What This Document Is
This is a homework assignment for BME 511: Physiological Control Systems, offered at the University of Southern California during the Fall 2013 semester. It’s designed to assess your understanding of core concepts related to nonlinear dynamics, control systems, and physiological modeling. The assignment focuses on applying theoretical knowledge to practical scenarios within the realm of biological systems – specifically, respiratory control and neural oscillators. It requires analytical and problem-solving skills, demanding you to translate mathematical principles into interpretations of physiological function.
Why This Document Matters
This assignment is crucial for students enrolled in advanced biomedical engineering courses focusing on physiological control. It’s particularly beneficial for those seeking to solidify their grasp of topics like phase-plane analysis, describing functions, limit cycles, and the impact of external stimuli on biological oscillators. Working through these problems will strengthen your ability to model and analyze complex physiological systems, a skill essential for research, development, and clinical applications in the biomedical field. It’s best utilized *after* thorough review of related lecture materials and textbook readings.
Common Limitations or Challenges
This assignment presents a set of independent problems. It does *not* provide step-by-step solutions or detailed explanations of the underlying concepts. It assumes a foundational understanding of differential equations, frequency domain analysis (Nyquist plots), and basic physiological principles. It also doesn’t offer guidance on specific software tools for simulation or analysis; problem-solving is expected to be done analytically. Access to figures referenced within the assignment (Figures 1, 2, and 3) is also required for full comprehension.

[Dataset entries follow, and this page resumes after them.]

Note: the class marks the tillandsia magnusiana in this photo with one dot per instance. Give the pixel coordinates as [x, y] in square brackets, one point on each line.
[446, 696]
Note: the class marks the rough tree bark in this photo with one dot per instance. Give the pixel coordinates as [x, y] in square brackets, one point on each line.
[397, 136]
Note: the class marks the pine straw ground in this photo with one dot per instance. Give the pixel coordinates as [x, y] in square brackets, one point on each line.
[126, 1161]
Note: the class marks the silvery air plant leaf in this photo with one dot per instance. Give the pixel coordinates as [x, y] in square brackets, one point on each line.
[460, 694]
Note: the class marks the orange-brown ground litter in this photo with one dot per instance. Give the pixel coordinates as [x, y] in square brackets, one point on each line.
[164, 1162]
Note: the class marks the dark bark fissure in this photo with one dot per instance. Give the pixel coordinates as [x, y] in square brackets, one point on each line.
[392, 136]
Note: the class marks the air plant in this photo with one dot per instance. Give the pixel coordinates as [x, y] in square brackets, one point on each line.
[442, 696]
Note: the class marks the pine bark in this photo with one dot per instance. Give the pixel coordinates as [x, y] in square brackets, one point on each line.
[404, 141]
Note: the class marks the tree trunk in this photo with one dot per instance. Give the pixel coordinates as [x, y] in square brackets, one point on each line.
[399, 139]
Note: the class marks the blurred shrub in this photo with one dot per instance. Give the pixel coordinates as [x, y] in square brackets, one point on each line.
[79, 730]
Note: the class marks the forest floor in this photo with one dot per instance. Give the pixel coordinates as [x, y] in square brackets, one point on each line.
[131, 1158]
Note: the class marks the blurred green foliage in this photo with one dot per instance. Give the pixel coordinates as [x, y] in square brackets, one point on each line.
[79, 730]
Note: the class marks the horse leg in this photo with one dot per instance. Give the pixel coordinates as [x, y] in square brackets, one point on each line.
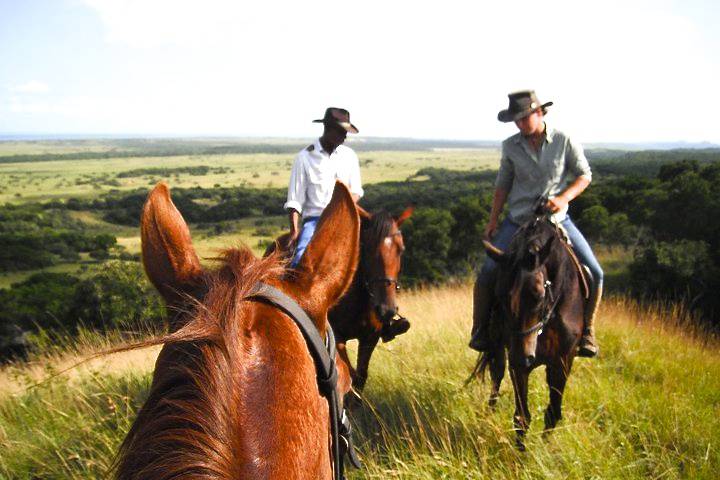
[366, 346]
[497, 372]
[522, 418]
[556, 374]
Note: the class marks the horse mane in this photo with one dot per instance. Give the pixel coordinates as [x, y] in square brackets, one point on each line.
[377, 227]
[188, 425]
[538, 235]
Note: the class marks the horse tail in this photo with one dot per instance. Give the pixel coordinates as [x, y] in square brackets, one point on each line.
[481, 365]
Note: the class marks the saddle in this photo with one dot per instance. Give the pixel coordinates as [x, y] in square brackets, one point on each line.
[583, 272]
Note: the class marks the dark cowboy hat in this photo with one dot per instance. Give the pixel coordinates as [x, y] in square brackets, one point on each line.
[521, 105]
[338, 116]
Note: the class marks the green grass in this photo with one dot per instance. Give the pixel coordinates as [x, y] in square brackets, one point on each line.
[646, 408]
[38, 181]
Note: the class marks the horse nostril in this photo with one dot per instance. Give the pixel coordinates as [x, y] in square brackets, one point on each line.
[529, 360]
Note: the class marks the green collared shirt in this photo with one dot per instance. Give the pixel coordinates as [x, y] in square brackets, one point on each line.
[527, 174]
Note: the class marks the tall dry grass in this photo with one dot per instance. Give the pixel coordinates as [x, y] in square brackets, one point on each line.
[646, 408]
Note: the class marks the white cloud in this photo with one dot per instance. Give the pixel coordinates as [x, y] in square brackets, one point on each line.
[617, 70]
[30, 87]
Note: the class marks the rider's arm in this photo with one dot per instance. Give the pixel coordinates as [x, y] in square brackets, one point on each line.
[499, 199]
[503, 184]
[577, 164]
[296, 196]
[294, 224]
[574, 190]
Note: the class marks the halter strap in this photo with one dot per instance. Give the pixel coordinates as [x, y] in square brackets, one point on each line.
[323, 354]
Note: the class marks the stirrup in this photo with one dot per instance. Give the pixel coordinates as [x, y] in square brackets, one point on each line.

What This Document Provides
* Problems centered around nonlinear dynamical systems and their stability.
* A scenario involving ventilator control and the potential for oscillations in arterial CO2 levels.
* Analysis of a Poincare oscillator model and its response to external perturbations.
* Opportunities to apply the describing function method to assess system stability.
* Exercises requiring interpretation of frequency response data (Nyquist plots).
* Problems requiring graphical analysis and estimation of parameters from provided figures.